Thursday, May 21, 2009
The follow up film to his notorious and rather haunting Avere vent’anni (To Be Twenty), Fernando Di Leo’s 1979 production Vacanze per un Massacro (Madness) is one of his oddest and most peculiar films. A strange mixture of Last House on the Left and The Desperate Hours, Madness is not one of Di Leo’s strongest works but, like many of his films, it has a quality about it that lingers long after the credits have rolled.
Joe Dallesandro stars as Joe Brezzi, a career criminal who escapes from a maximum-security country prison as the film opens. Brezzi makes his way to a house where he stashed some stolen funds before he was sent away only to find a vacationing family residing there. The family is terrorized and manipulated by Brezzi who enlists them to help him find the treasure that has been buried under the fireplace in the house. Brezzi doesn’t know what he is for though as the family, made up of two sisters and one man they are both involved with, has their own catastrophic drama going on.
Di Leo’s surprising directorial choices, the intense performances of lead actors Dallesandro and Lorraine De Selle, and the wild adventurous score from famed Luis Enriquez Bacalov control Madness at every turn. If the film is finally a flawed work then it is mostly due to Di Leo’s script, adapted from a story by fellow genre director Mario Gariazzo, which never fully escapes the trappings of its more than slightly ‘been there-done that’ origins.
Despite the problems with the script, Di Leo manages to make Madness a rather sharp commentary on sexual manipulation and domination through his clever use of framing and shot selection, and with these always interesting choices Madness becomes a much more attention-grabbing work than it would have been in less intelligent hands.
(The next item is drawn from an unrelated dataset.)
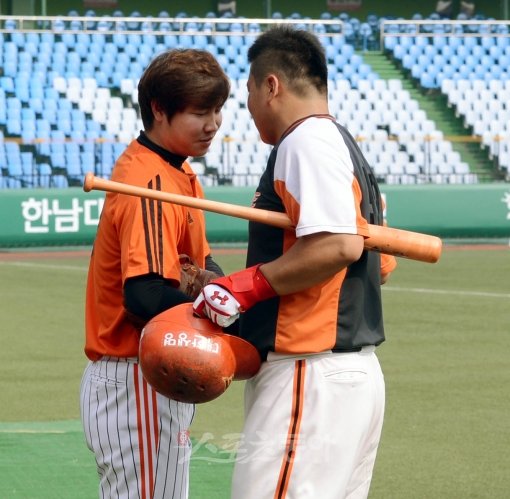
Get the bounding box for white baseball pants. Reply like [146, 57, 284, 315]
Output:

Shot on a shoe-string budget in a house Di Leo found in the Abruzzi Mountains, Madness is never less than compulsively watchable in its slim just under ninety minute running time.
Di Leo had just come off a stunning string of Italian police thrillers and both Madness and To Be Twenty seem to be deliberate steps away from that genre, as the truly versatile Di Leo was becoming pigeonholed in it. In Madness Di Leo is less interested in the mechanisms of the crime, as he was a production like the breathtaking Milano Calibro 9 (1972), and he is more interested in the corrupted psychologies of each one of his characters, especially De Selle’s Paola, the adulterous sister who stands as one of the most fascinating creations of Di Leo’s career.
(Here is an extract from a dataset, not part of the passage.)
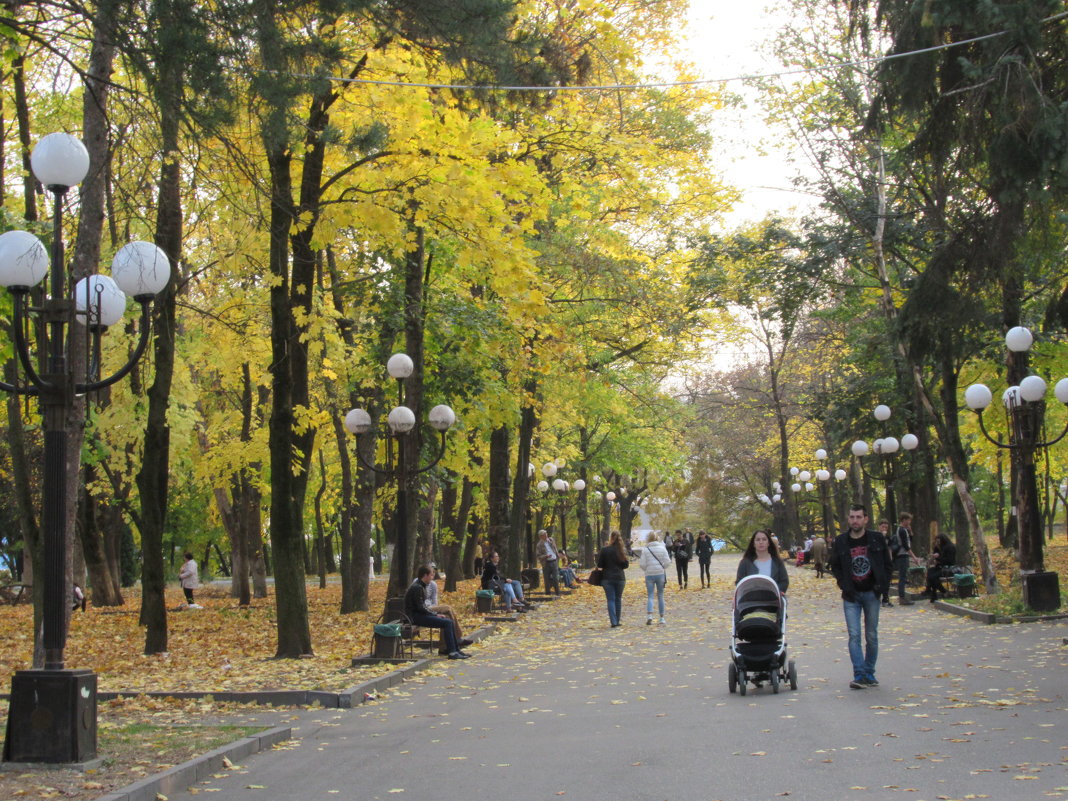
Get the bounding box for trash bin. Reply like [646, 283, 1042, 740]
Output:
[953, 572, 975, 598]
[371, 623, 401, 659]
[474, 590, 493, 612]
Lorraine De Selle is one of Italian cinemas most interesting, if under-discussed, figures. Working these days as a successful producer, the uncompromising De Selle proved a rather unforgettable character in many of Italy’s most intense and controversial productions of the late seventies and early eighties. Her brave and sometimes shocking work is on hand in everything from Joe D’Amato’s Emanuelle in America, to Bruno Mattei’s S.S. Extermination Love Camp, to Ruggero Deodato’s House on the Edge of the Park to perhaps most memorably in Umberto Lenzi’s grueling Cannibal Ferox. De Selle was an extremely interesting actress, and Di Leo brings out the best in her as she delivers an emotionally (and physically) stripped and complex performance that elevates Madness at every turn.
Joe Dallesandro is just as good as the sociopath Brezzi. The final film in Joe’s impressive time as a key player in Italian genre film, finds him at his seductive and snarling best. He also brings a vulnerability and confusion to the role, something that is especially played well in the film’s most misogynistic and savage moments. Joining Dallesandro and De Selle in the film’s smaller roles are Gianne Macchia as the conniving and sex starved husband Sergio and Patrizia Behn as the smarter than she seems wife Liliana. Both are good, but the film finally belongs to Dallesandro and De Selle, and it is at its most successful in their scenes together.
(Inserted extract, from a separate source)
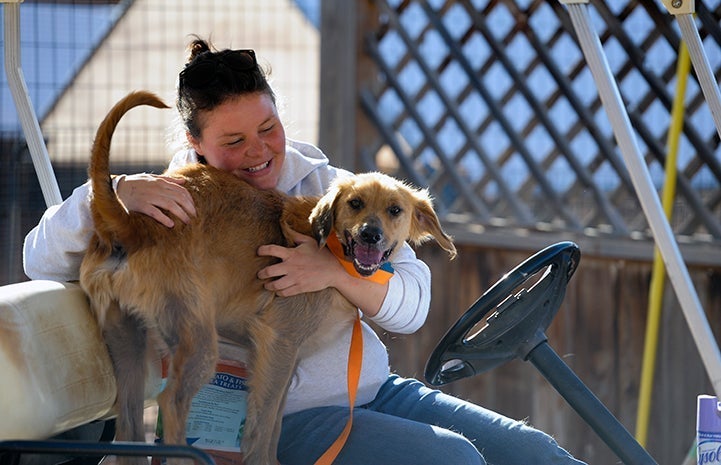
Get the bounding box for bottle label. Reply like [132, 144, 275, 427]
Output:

Considering the film is essentially a four-character piece, Di Leo does a remarkable job at keeping it from feeling at all stage like. It’s a quick moving cinematic production that Di Leo simultaneously brings a claustrophobic and wide-open feel to. This is a smart director at work in this film, and it is a shame the rather weak storyline gets in the way of the considerable film making skills on hand. Di Leo is said to have considered this a minor work in his filmography but despite some flaws, Madness is a fascinating late period work from the director, and a Region 1 DVD would be extremely welcome.
Vacanze per un Massacro was available (it is apparently out of print at this point) on Italy’s RaroVideo label in an okay print that is cobbled together from a couple of different sources. Colors are faded and it isn’t one of Raro’s better discs but it is uncut, and it isn’t a bad way to view what is an extremely rare film from one of Italy’s most missed directors.